Questo, se permettete, è un capolavoro di retorica. C’è da levarsi tanto di cappello di fronte agli autori che sono riusciti in un tale contorcimento sillogistico politicamente corretto. Attenzione, signori: la scienza si pone come un ostacolo a tutte le belle teorie enunciate in premessa. E allora che si fa? Oplà: si cancella la scienza: “È ormai assodato”.
Ma chi l’ha assodato? Boh! Ma sulla base di che? Boh! Ma la scienza non è arrivata a uno straccio di conclusione (affermazione tra l’altro piuttosto tendenziosa, perché ci sono studi molto convincenti proprio sul versante psicologico, dei quali però ci si guarda bene dal parlare)…

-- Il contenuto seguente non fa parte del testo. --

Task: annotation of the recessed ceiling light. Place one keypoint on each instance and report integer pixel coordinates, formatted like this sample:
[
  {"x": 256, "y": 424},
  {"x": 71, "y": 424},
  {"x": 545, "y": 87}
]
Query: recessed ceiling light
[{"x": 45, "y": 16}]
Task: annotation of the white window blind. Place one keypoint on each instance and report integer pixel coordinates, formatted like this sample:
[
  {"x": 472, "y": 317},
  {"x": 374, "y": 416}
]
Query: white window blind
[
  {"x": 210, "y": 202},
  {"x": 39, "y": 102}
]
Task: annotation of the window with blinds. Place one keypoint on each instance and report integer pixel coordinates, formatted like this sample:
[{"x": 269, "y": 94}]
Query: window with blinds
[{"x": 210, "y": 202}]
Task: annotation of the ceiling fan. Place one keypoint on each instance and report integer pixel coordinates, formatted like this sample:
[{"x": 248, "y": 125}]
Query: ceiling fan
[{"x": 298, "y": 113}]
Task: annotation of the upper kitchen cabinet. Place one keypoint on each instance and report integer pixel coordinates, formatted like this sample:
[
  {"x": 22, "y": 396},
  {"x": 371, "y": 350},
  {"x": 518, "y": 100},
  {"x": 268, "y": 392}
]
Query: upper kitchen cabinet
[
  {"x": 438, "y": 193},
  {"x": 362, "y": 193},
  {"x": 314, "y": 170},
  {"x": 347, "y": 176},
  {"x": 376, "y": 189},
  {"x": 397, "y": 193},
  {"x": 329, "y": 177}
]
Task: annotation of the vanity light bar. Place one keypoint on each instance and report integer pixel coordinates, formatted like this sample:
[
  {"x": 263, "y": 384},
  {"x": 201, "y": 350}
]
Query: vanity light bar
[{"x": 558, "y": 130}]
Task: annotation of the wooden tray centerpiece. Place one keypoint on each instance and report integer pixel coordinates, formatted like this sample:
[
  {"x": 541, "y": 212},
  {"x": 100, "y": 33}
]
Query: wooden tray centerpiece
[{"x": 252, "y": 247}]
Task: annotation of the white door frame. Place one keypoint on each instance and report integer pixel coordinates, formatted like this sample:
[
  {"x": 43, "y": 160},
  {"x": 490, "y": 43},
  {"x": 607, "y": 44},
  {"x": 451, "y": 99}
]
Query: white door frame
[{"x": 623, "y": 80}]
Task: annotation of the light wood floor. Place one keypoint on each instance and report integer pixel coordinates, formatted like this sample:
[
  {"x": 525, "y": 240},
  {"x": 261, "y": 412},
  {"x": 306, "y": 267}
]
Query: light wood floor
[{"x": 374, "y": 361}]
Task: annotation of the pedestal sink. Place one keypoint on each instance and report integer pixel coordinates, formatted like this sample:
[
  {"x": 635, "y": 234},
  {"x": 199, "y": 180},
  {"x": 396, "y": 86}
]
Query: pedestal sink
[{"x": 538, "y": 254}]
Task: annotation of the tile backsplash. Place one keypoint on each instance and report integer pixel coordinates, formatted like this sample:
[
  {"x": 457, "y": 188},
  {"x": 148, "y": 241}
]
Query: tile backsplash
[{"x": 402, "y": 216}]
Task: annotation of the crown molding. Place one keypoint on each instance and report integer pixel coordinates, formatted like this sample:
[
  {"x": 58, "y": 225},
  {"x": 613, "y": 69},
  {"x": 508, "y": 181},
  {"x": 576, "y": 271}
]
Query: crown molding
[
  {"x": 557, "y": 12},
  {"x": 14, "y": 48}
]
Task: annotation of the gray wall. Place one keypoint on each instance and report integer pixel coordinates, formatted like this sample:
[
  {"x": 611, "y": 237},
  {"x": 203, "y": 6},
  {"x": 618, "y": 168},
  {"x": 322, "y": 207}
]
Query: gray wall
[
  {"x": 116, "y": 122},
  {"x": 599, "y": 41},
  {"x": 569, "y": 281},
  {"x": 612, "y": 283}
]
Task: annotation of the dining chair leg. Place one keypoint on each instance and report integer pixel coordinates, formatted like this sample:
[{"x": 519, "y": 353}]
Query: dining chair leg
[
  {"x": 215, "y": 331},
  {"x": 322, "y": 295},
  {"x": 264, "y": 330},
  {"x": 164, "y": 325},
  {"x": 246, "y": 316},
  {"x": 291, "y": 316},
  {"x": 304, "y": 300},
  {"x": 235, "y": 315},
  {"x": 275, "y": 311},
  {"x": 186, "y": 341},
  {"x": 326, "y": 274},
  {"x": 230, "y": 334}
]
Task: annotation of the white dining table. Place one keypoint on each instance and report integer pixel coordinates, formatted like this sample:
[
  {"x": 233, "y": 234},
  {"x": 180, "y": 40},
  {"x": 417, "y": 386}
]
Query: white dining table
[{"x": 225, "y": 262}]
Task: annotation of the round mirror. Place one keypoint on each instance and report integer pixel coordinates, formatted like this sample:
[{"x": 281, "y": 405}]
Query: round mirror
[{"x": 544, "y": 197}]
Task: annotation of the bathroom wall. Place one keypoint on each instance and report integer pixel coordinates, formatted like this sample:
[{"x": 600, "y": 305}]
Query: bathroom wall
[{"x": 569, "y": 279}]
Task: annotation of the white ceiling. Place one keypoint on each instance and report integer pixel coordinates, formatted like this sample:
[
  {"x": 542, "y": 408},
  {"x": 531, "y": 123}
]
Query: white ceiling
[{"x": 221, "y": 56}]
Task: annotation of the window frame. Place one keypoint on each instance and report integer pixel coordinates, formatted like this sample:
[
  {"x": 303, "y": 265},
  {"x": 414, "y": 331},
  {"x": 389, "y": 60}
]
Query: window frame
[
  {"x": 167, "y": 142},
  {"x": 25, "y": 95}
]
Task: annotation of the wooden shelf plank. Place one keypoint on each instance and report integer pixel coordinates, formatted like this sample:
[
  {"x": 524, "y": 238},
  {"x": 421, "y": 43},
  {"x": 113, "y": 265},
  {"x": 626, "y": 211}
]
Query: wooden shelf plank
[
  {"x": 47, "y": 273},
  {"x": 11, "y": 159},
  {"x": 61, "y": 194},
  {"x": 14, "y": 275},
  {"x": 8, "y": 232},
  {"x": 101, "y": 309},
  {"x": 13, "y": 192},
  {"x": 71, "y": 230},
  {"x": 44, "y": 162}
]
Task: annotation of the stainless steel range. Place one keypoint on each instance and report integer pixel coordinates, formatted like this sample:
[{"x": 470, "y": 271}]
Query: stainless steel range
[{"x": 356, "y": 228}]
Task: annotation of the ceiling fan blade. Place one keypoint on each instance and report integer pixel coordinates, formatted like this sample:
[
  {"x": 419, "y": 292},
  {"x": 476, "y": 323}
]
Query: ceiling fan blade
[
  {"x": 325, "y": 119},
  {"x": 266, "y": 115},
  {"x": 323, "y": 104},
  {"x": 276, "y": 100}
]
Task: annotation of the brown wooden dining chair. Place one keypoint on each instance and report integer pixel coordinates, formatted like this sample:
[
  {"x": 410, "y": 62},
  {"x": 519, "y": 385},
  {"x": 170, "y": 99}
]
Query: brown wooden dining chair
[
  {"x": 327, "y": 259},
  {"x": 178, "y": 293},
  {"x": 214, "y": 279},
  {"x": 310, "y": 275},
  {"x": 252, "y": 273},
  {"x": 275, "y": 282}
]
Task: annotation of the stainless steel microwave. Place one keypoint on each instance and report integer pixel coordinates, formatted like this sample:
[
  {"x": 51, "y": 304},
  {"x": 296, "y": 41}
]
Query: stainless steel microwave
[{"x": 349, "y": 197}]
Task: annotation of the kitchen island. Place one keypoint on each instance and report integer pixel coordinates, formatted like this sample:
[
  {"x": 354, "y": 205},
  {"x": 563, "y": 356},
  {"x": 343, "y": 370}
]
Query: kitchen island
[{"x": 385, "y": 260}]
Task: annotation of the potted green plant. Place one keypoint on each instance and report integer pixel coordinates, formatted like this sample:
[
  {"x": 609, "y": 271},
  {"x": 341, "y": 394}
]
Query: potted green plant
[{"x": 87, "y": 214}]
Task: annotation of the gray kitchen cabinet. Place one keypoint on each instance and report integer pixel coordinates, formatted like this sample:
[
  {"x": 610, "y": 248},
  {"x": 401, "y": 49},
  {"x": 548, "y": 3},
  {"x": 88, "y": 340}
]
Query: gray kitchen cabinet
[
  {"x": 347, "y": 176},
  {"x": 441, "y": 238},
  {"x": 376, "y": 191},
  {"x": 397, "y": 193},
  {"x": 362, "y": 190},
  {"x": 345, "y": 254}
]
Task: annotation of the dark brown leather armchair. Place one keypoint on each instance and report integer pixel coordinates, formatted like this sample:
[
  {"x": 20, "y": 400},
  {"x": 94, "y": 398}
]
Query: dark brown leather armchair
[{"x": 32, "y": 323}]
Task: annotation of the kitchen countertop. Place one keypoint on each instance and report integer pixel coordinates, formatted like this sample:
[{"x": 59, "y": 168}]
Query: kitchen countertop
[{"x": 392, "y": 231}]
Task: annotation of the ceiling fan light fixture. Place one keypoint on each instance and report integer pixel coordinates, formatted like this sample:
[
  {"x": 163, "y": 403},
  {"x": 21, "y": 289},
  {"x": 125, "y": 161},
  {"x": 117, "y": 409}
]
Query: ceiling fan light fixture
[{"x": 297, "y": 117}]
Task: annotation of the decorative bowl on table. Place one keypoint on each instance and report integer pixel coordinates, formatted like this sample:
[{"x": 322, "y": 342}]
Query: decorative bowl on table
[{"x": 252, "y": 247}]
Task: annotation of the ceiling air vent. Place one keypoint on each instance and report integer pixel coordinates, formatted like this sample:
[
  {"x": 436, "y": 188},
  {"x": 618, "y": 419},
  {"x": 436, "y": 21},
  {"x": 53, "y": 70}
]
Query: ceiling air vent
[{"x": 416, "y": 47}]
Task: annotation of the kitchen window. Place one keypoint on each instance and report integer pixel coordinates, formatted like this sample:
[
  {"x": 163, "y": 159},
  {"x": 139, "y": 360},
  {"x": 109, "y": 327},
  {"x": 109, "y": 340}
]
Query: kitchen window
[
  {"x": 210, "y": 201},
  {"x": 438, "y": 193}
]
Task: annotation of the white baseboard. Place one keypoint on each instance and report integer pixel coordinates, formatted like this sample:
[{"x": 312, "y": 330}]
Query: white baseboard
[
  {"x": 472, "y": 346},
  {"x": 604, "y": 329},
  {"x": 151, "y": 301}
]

E chissenefrega! Noi diciamo che l’omosessualità non è una patologia, così, per definizione, per dogma di fede (o forse più semplicemente per non vedersi il libro ritirato dal mercato con la tremenda accusa di omofobia). Il politicamente corretto ha messo il bavaglio alla scienza (e in un libro di biologia!). E quel riferimento ai mancini? Ci arriva anche uno studente medio (se solo si mette a pensare sul serio) che essere mancino non ha lo stesso valore, lo stesso impatto che ha l’essere omosessuale. Ma lo studente medio non lo lasciano nemmeno pensare: gli buttano là subito quella storia delle streghe e il gioco è fatto. Dire che l’omosessualità è una patologia è essere degli oscurantisti medievali che ammazzano la gente innocente.
Risultato? L’omosessualità fluttua in una sorta di limbo. Un limbo gaio e protetto dal politicamente corretto, in merito al quale non si può dire niente. Cos’è cambiato rispetto a vent’anni fa? L’ideologia dominante, il potere culturale. Tutto qui. La scienza? Che stia zitta. E non azzardi a contraddire.